We had an electrician in our home all day yesterday working on various problems around the house ranging from things that desperately needed upgrading for safety to repairs for things that had broken. Although I wish it wasn’t noteworthy—I feel it is, however—it was cool that our electrician was female. It’s not common, around here at least, to see women in the trades. As someone with a trauma history, it also offered a degree of comfort and trust that was easier to offer off the bat than when having an unknown man in the house, however unfair that may be. We had the added confidence in the professionalism, integrity, honesty, and work quality for this electrician, as she was recommended personally by my mother-in-law, who, as an architect involved in many diverse building projects in the area, has a highly valued opinion of the best go-to pros to use. Ben and I were very thankful for the recommendation and quite pleased with the outcome.
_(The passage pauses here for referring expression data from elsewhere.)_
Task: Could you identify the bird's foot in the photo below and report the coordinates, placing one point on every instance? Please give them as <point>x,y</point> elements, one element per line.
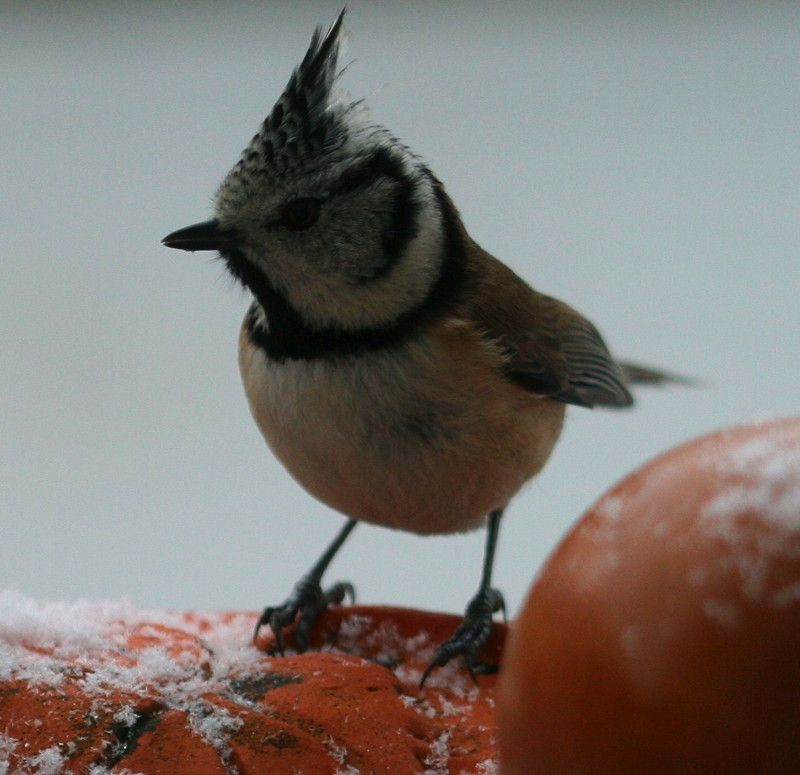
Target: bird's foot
<point>305,604</point>
<point>470,637</point>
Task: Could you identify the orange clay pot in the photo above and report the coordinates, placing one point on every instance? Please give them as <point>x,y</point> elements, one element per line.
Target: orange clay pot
<point>105,689</point>
<point>663,635</point>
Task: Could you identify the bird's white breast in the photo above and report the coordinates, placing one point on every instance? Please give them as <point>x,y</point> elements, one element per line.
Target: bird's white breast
<point>426,437</point>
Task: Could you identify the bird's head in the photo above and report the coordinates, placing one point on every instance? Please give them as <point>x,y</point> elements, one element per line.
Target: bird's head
<point>326,212</point>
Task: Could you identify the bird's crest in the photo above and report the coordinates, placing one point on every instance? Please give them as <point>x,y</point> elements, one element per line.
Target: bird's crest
<point>307,121</point>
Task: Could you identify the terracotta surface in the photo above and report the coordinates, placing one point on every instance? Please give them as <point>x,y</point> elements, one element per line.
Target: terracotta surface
<point>106,689</point>
<point>663,635</point>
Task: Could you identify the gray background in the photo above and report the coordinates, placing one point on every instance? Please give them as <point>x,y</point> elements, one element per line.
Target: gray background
<point>638,160</point>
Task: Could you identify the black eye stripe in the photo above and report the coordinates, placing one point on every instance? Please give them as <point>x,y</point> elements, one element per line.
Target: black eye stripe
<point>381,164</point>
<point>300,214</point>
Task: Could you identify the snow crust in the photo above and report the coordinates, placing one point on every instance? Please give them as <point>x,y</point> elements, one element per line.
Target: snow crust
<point>89,645</point>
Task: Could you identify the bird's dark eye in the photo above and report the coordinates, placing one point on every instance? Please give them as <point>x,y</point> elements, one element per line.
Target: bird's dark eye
<point>300,214</point>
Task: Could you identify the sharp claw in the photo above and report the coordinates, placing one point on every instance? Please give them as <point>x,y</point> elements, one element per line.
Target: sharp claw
<point>468,639</point>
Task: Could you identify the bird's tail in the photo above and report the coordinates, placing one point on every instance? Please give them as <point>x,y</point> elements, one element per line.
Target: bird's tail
<point>636,374</point>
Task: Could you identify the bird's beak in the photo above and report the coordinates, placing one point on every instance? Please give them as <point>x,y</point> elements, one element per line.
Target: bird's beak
<point>202,236</point>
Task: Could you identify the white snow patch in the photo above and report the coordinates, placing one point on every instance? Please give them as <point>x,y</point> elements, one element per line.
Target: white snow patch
<point>724,613</point>
<point>48,761</point>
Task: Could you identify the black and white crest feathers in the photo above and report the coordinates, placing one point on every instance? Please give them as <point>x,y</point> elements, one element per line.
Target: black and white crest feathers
<point>304,125</point>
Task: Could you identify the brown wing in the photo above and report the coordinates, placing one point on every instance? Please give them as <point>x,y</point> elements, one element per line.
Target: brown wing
<point>551,349</point>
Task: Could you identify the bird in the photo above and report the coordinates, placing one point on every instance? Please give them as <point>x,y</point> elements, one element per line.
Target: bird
<point>402,374</point>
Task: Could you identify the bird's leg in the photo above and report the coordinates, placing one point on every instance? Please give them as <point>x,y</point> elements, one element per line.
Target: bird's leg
<point>308,599</point>
<point>476,628</point>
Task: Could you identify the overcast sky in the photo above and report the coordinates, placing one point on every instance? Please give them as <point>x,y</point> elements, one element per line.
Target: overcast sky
<point>640,162</point>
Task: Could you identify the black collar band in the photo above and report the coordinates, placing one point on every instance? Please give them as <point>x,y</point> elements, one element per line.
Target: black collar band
<point>289,337</point>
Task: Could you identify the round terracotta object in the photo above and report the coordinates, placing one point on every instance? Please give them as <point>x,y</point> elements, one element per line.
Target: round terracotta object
<point>104,689</point>
<point>663,635</point>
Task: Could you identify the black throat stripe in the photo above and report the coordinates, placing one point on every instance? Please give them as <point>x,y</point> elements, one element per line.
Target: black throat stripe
<point>290,337</point>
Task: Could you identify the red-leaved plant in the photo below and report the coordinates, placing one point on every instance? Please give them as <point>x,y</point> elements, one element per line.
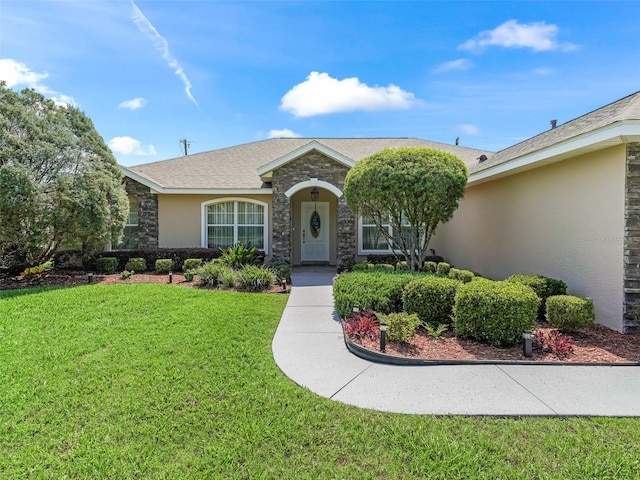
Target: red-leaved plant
<point>362,325</point>
<point>553,341</point>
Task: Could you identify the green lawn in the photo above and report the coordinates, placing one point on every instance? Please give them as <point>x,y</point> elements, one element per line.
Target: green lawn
<point>159,381</point>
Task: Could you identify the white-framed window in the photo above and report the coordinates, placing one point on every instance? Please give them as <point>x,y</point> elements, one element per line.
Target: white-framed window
<point>228,221</point>
<point>130,238</point>
<point>371,240</point>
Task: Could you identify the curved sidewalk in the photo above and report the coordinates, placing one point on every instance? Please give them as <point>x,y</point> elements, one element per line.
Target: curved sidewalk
<point>309,348</point>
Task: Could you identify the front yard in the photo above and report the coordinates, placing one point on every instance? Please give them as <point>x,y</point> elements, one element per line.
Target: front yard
<point>157,381</point>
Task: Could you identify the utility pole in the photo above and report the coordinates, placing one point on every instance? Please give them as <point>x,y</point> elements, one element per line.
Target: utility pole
<point>184,143</point>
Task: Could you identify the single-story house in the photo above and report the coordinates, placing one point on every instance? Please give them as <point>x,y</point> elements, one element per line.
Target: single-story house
<point>565,204</point>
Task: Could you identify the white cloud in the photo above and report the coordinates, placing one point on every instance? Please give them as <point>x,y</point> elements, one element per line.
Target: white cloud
<point>161,44</point>
<point>469,129</point>
<point>320,94</point>
<point>538,36</point>
<point>130,146</point>
<point>16,73</point>
<point>460,64</point>
<point>134,103</point>
<point>284,133</point>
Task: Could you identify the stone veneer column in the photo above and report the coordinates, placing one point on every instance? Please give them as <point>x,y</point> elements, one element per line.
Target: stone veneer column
<point>147,213</point>
<point>631,236</point>
<point>281,221</point>
<point>311,165</point>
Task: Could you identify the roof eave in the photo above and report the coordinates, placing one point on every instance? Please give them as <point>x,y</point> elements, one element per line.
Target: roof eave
<point>267,169</point>
<point>622,132</point>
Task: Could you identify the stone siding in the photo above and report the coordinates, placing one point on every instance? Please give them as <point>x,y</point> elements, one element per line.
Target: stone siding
<point>147,213</point>
<point>632,236</point>
<point>311,165</point>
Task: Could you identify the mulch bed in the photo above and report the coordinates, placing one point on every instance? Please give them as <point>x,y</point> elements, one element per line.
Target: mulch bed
<point>593,344</point>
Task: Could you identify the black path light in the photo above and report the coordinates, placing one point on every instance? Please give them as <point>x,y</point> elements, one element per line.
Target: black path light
<point>383,337</point>
<point>527,344</point>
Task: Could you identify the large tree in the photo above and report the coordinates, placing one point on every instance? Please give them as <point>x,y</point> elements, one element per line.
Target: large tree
<point>412,190</point>
<point>59,182</point>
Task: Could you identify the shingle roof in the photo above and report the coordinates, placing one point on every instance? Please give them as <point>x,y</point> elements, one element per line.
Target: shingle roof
<point>236,167</point>
<point>627,108</point>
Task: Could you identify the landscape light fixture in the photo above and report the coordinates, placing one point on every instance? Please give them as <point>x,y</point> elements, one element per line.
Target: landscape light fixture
<point>383,337</point>
<point>527,344</point>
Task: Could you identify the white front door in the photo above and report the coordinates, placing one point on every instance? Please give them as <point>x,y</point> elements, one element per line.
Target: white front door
<point>315,232</point>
It is always difficult to have a stranger in the house all day when we are home, particularly one doing work that disrupts or prevents normal activities. Since electric work involves the power, there were chunks of time without the luxuries we take for granted like the internet to do work or the ability to heat food to eat. Additionally, it was loud, more social than I wanted, and involved bright lights much later in the day than I usually permit. However, the inconveniences and sacrifices were worth it because the work was necessary. She will still need to come back at a later date if we want to finish all the projects on our list, but she made a significant dent, particularly with those involving safety issues.
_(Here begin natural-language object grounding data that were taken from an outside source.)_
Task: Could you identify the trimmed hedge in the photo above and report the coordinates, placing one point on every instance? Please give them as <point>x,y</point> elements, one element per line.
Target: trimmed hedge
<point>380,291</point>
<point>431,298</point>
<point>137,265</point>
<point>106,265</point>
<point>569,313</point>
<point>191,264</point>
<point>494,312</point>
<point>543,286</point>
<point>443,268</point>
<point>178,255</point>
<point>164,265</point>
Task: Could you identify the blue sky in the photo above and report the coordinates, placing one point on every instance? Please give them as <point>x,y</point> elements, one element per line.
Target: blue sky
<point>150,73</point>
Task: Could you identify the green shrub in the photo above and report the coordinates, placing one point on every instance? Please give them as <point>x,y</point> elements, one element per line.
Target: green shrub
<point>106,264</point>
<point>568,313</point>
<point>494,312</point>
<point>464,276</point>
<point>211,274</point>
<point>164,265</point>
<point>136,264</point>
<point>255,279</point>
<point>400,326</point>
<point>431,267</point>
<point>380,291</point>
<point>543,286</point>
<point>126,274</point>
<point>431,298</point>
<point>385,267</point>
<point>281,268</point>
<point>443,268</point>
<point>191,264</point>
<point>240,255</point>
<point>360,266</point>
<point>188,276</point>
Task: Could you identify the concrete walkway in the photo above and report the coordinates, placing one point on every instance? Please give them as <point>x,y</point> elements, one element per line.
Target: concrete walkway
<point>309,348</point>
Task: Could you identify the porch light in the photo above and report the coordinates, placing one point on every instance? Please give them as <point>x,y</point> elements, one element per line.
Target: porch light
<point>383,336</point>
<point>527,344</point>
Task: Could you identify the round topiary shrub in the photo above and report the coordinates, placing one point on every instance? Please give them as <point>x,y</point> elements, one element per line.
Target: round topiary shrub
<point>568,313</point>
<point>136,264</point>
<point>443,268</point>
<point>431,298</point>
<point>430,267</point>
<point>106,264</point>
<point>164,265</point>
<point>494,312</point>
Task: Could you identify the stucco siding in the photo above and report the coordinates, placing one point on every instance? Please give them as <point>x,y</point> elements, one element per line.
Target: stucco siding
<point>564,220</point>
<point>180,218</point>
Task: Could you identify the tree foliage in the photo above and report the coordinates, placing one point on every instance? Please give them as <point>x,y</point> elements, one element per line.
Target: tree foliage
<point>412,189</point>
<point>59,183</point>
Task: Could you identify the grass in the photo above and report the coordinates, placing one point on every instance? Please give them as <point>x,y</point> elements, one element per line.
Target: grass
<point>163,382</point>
Unsurprisingly, the stress and hassle of the day wore me out and I spent most of today fighting residual exhaustion. It’s been nice to have the house back to its quiet, functional form, but I feel like I’m ferociously paddling against an undertow from everything surrounding yesterday. It’s in these moments that I can’t help but wish I was a bit more “normal,” resilient, and able to deal with changes to my schedule, extra socializing, and people in my home all day.